Finally, we compared SLAM-seq extracted rates to existing published estimates. We compared transcriptional output measurements generated by SLAM-seq to GRO-seq data and found a significant correlation for RNA polymerase II transcripts in mES cells (Supplementary Fig. S11)29. Median mRNA half-life in mES cells (4.3 h; Figure 4d) falls within the range of previously determined mRNA stabilities in mammalian cells, ranging in median half-life between 3.4h and 10h, depending on cell type and experimental technique (Tani et al., 2012). Furthermore, mRNA stabilities derived from SLAM-seq measurements exhibit an overall good correlation with half-life determined by global transcriptional inhibition (Supplementary Fig.14), and recapitulate previously proposed relationships between mRNA stability and its physiological function (Fig. 4d and Supplementary Fig.12)1.

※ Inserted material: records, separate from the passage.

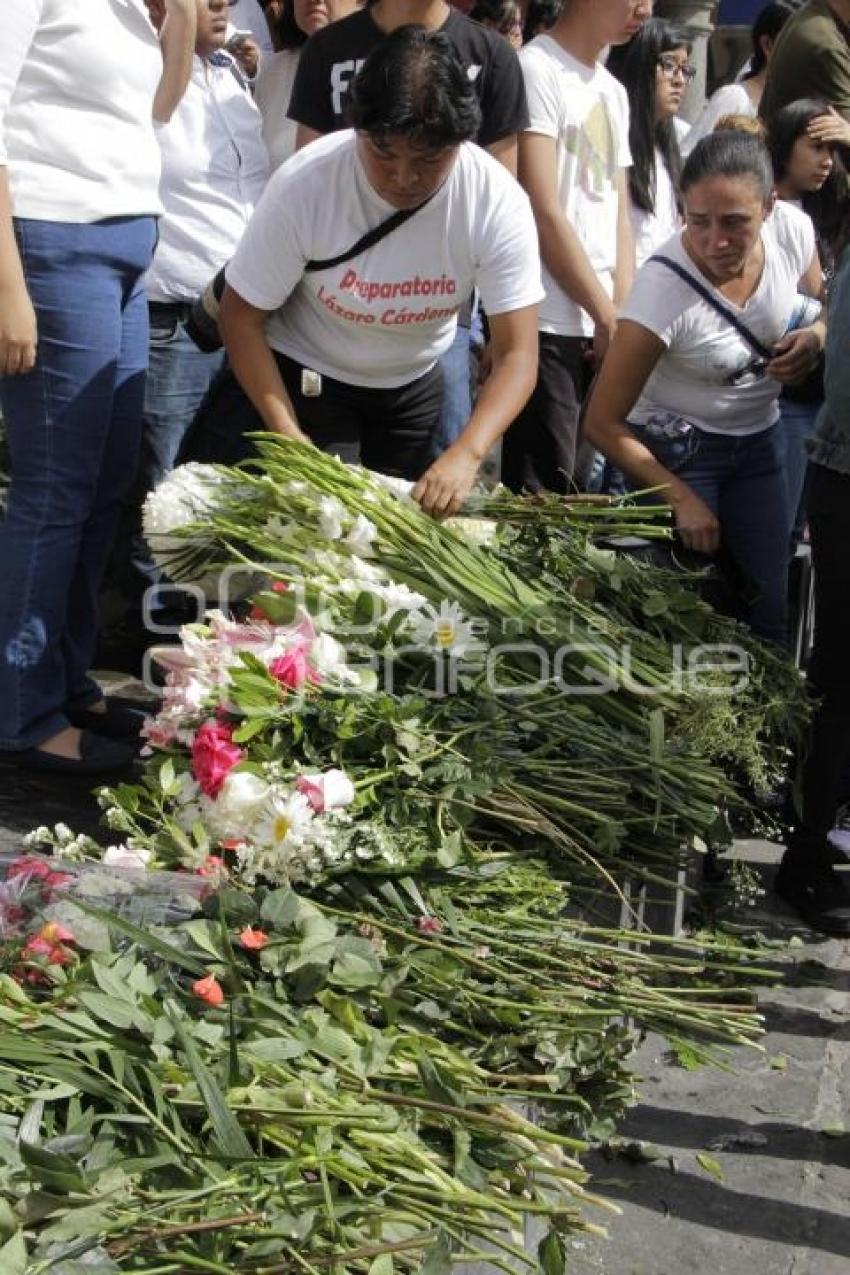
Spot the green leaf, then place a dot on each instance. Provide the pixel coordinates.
(228, 1131)
(13, 1256)
(440, 1084)
(552, 1255)
(655, 603)
(656, 736)
(450, 851)
(51, 1169)
(711, 1165)
(119, 1014)
(437, 1259)
(144, 939)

In summary, SLAM-seq enables cost-effective insights into intracellular RNA kinetics at unprecedented accessibility, efficiency and scalability, hence represents a powerful tool for the dissection of fundamental biological mechanisms that control metazoan gene expression.

Online Methods

Carboxyamidomethylation of s4U

If not indicated otherwise, carboxyamidomethylation was performed under standard conditions (50% DMSO, 10 mM iodoacetamide, 50 mM sodiumphosphate buffer pH8, for 15 min at 50°C) using either 1 mM 4-thiouracil (Sigma), 800 μM 4-thiouridine (Sigma), or 5 – 50 μg total RNA prepared from s4U metabolic labeling experiments. The reaction was quenched by addition of excess DTT.

Adsorption measurements

1mM 4-thiouracil was incubated under optimal reaction conditions (10mM iodoacetamide, 50% DMSO, 50 mM sodiumphosphate buffer pH8, for 15 min at 50°C) if not indicated otherwise. Reaction was quenched by the addition of 100 mM DTT and adsorption spectra were measured on a Nanodrop 2000 instrument (Thermo Fisher Scientific), followed by baseline subtraction of adsorption at 400 nm.

Mass Spectrometry

40 nmol 4-thiouridine were reacted in the absence or presence of 0.05, 0.25, 0.5 or 5 μmol iodoacetamide under standard reaction conditions (50 mM sodiumphosphate buffer, pH 8; 50 % DMSO) at 50°C for 15 minutes. The reaction was stopped with 1% acetic acid. Acidified samples were separated on a Ultimate U300 BioRSLC HPLC system (Dionex; Thermo Fisher Scientific), employing a Kinetex F5 Pentafluorophenyl column (150 mm x 2.1 mm; 2.6 μm, 100 Å; Phenomenex) with a flow rate of 100 μl/min. Nucleosides were on-line analyzed using a TSQ Quantiva mass spectrometer (Thermo Fisher Scientific) after electrospray ionization with the following SRMs: 4-Thiouridine m/z 260 → 129, and alkylated 4-Thiouridine m/z 318 → 186. Data were interpreted using the Trace Finder software suite (Thermo Fisher Scientific) and manually validated.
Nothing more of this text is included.